Review on the relevance of therapeutic drug monitoring of levetiracetam.

Author information

1
Laboratory for Molecular Biodiscovery, Department of Pharmaceutical and Pharmacological Sciences, KU Leuven, Leuven, Belgium. Electronic address: j.sourbron@gmail.com.
2
CAPHRI Care and Public Health Research Institute, Department of Health Services Research, Maastricht University, Maastricht, The Netherlands.
3
Department of Pharmacy, Academic Centre of Epileptology Kempenhaeghe Maastricht UMC+, The Netherlands.
4
Department of Neurology, Zuyderland Medical Centre, Sittard-Geleen, The Netherlands.
5
CAPHRI Care and Public Health Research Institute, Department of Health Services Research, Maastricht University, Maastricht, The Netherlands; Centre for Economic Evaluation, Trimbos Institute, Netherlands Institute of Mental Health and Addiction, Utrecht, The Netherlands.
6
Stichting Epilepsie Instellingen Nederland (SEIN), Heemstede, The Netherlands.
7
Department of Clinical Pharmacy, Erasmus MC, Rotterdam, The Netherlands; Gerontopharmacology, Zuyderland Medical Centre, Sittard-Geleen, The Netherlands.
8
Department of Neurology, Academic Centre of Epileptology Kempenhaeghe Maastricht UMC+, The Netherlands; School for Mental Health and Neuroscience, Maastricht University Medical Centre, Maastricht, The Netherlands; School of Health Professions Education, Faculty of Health, Medicine and Life Sciences, Maastricht University, Maastricht, The Netherlands.

Abstract

Therapeutic Drug Monitoring (TDM) of anti-epileptic drugs (AEDs) is not routinely performed, although this can guide the dosage regimen to achieve greater efficacy and safety. Levetiracetam (LEV) has been introduced as an AED with an almost perfect pharmacokinetic (PK) profile. Nonetheless, recent research challenges this statement and therefore we aimed to explore factors that modify LEV PK. Age and enzyme-inducing drugs (EIDs) appear to be major factors influencing the PK profile of LEV. Therefore, 30-50% lower dosages should be used in the elderly (> 65 years of age) and the dosing regimen should be guided by monitoring SDC (TDM).

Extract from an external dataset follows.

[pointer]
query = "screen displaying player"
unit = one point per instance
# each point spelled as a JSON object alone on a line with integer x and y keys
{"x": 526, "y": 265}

In contrast, higher LEV dosages are necessary in children aged between 2 months and 12 years (compared to adults) due to a 30-70% increase of LEV clearance (CL). Higher dosages are also required if a patient receives EIDs, again due to a higher CL of LEV (range 24-60%). This could also be true for pregnant women. LEV TDM is currently not common in the clinical setting due to the wide therapeutic range and the low prevalence of side-effects. However, LEV dose should on the one hand be increased in certain physiological situations (pregnancy, neonates) and patients on EIDs (especially carbamazepine). On the other hand, dose reductions are necessary when the LEV CL is impaired (elderly). Nevertheless, current data to support regular LEV TDM are lacking. Prospective research is needed to explore the importance of LEV TDM in elected patient groups; i.e. neonates, elderly, patients on EIDs and pregnant women.

KEYWORDS:

Age; Concomitant anti-epileptic drugs; Epilepsy; Levetiracetam; Renal function; Therapeutic drug monitoring

PMID:
30237016
DOI:
10.1016/j.seizure.2018.09.004
[Indexed for MEDLINE]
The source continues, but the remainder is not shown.